“居然是朱耷!”鄭克臧喃喃著,他得到川東再次起義的消息要比清軍方麵晚了三天,這自然是鄭藩的密諜對川中的滲透不夠造成的,但也正是因為消息的延遲,才使得鄭克臧對起義的領導者及發展狀況了解的更加詳細。“真是好手段。”
由於川東義軍是擁明反清討鄭因此其實是一股新的割據力量,不過其冒起之初勢頭雖猛,但要成功抵禦反應過來的川中清軍的征討並獲得最終勝利也不是一件容易的事情。

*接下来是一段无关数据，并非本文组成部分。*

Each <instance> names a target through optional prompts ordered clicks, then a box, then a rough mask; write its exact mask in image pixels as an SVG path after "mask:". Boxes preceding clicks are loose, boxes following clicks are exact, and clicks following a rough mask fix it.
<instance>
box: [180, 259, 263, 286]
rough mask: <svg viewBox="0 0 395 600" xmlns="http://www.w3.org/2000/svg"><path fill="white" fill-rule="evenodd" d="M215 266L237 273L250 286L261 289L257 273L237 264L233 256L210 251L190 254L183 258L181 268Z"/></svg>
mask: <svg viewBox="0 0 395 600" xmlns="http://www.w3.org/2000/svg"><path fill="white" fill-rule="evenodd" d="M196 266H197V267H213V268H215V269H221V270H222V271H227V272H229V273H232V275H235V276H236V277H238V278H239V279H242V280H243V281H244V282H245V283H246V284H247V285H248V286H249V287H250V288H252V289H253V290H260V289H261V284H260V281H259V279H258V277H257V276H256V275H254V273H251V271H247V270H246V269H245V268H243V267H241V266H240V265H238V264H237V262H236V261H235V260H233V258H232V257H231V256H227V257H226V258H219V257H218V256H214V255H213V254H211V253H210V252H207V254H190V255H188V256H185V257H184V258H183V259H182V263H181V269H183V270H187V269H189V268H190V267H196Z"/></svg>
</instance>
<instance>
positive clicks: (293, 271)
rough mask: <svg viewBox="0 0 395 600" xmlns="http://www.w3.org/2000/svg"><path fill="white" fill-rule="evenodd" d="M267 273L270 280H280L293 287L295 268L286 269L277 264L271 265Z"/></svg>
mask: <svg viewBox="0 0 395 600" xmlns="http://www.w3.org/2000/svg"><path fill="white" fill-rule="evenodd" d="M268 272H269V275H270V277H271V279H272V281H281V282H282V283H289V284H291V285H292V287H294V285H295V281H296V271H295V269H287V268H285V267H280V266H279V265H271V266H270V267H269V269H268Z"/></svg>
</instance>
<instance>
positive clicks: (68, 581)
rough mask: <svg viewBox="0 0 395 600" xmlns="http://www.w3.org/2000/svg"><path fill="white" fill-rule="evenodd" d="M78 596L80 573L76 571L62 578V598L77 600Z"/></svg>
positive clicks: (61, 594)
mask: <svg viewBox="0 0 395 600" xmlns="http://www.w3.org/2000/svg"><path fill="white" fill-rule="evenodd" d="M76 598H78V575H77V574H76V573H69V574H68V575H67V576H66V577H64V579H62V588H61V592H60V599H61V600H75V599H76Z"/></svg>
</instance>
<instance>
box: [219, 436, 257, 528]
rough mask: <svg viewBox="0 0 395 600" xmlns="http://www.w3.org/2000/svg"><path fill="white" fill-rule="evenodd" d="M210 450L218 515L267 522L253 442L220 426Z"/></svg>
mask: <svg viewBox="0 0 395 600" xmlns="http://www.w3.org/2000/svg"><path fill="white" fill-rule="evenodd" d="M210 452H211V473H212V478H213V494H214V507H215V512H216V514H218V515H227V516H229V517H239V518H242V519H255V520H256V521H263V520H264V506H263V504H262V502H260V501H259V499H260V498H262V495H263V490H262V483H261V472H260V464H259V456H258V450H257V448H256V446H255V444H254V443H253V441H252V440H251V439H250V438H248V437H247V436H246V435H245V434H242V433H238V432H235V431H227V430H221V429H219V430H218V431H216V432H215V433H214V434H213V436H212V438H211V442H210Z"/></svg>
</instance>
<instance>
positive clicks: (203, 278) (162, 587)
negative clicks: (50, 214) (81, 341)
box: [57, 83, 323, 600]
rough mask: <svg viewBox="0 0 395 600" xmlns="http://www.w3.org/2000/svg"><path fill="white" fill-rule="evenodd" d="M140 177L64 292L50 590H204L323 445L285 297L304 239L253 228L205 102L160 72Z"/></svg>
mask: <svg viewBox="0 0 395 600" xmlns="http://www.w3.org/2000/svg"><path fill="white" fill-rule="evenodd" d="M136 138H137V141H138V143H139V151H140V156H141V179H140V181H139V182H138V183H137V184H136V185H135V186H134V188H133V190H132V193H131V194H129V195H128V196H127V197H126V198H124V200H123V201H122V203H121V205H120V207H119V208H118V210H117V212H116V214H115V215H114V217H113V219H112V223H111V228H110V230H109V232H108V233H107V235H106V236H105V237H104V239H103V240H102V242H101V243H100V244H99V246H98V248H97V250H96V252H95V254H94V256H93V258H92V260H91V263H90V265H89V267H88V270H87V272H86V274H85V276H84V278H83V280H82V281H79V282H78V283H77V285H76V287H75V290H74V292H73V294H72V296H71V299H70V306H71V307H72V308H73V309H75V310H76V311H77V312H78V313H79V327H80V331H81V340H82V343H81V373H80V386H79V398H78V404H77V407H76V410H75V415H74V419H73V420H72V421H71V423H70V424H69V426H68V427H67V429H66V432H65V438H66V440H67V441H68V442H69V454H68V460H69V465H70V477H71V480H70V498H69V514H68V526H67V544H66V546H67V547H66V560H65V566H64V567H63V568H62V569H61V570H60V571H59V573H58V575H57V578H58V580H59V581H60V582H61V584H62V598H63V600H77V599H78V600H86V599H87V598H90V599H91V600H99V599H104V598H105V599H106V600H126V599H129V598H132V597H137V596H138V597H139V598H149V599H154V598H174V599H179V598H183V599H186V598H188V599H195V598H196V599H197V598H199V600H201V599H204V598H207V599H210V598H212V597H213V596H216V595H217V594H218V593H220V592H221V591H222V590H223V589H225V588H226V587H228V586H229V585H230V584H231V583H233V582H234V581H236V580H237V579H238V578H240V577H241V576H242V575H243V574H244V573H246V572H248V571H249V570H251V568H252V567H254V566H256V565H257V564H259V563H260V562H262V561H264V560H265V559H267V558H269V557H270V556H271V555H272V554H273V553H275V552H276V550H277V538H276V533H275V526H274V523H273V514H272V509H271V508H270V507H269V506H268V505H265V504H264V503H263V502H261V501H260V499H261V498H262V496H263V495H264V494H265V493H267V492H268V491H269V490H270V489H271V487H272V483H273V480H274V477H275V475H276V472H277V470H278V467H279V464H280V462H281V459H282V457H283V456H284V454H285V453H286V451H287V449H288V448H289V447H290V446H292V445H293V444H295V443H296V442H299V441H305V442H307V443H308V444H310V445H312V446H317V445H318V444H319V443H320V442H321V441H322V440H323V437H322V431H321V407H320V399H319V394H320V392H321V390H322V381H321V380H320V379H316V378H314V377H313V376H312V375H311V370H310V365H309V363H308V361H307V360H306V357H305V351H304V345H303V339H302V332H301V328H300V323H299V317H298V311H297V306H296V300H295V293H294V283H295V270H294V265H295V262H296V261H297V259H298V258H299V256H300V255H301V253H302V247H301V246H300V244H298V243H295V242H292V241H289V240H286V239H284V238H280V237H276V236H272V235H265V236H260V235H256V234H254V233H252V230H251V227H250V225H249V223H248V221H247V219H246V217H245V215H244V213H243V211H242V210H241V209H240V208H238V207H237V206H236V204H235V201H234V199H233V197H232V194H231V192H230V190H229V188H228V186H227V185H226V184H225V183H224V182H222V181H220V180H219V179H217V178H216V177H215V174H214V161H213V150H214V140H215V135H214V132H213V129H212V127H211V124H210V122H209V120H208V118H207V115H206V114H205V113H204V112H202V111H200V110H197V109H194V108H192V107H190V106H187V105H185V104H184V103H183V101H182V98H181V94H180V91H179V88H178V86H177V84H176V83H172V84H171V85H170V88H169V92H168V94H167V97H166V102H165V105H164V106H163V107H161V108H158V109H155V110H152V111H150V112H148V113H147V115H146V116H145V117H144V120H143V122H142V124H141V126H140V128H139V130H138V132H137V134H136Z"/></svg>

“對本藩而言倒是一件好事。”鄭克臧如是思考著。“命令東線行動吧。”
鄭克臧並非是神仙,也沒有足夠的耳目察覺清軍援兵的到來,因此在他看來反攻的時機已經到來了。然而就在持著他將令的侍衛登上東下的快船之際,從徐州方麵開來的四萬清軍已經源源不斷的開入了襄陽城中。
“下官等見過製台大人。”由於鎮南大營有大將軍、副將軍,所以從徐州方麵調來的援軍是由總兵、副都統一級的人物分別指揮的,因此麵對兼有兵部尚書頭銜的從一品總督,這些丘八不得不行以下官自居。
“喀大人,郭大人不必客氣。”雖然萊州鎮總兵郭士傑將兵八千,但讓噶爾圖笑臉相迎的還是原蒙古鑲白旗副都統、現本旗滿洲副都統的喀住。“說起來本督對兩位大人也是翹首以盼呢。”說著,噶爾圖做了個請的手勢。“來,我等入城敘話。”
副都統、總兵可以入城,其他具體統領各部的協領、參領、副將、參將以下官兵自然沒有這樣的待遇,不過噶爾圖已經安排好了,自有總督衙門的戈什哈領著大軍遇城不入,直開襄陽城外預先建好的營地。
“搞什麽名堂!”噶爾圖這麽做自然是因為當心大軍禍亂城市,但把頂著烈日千裏迢迢趕來湖廣的將士當賊看,自是引來了一片罵聲。“連城都不讓我們進,虧我們還趕來救急,早知道咱們不幹了,對,不幹了!”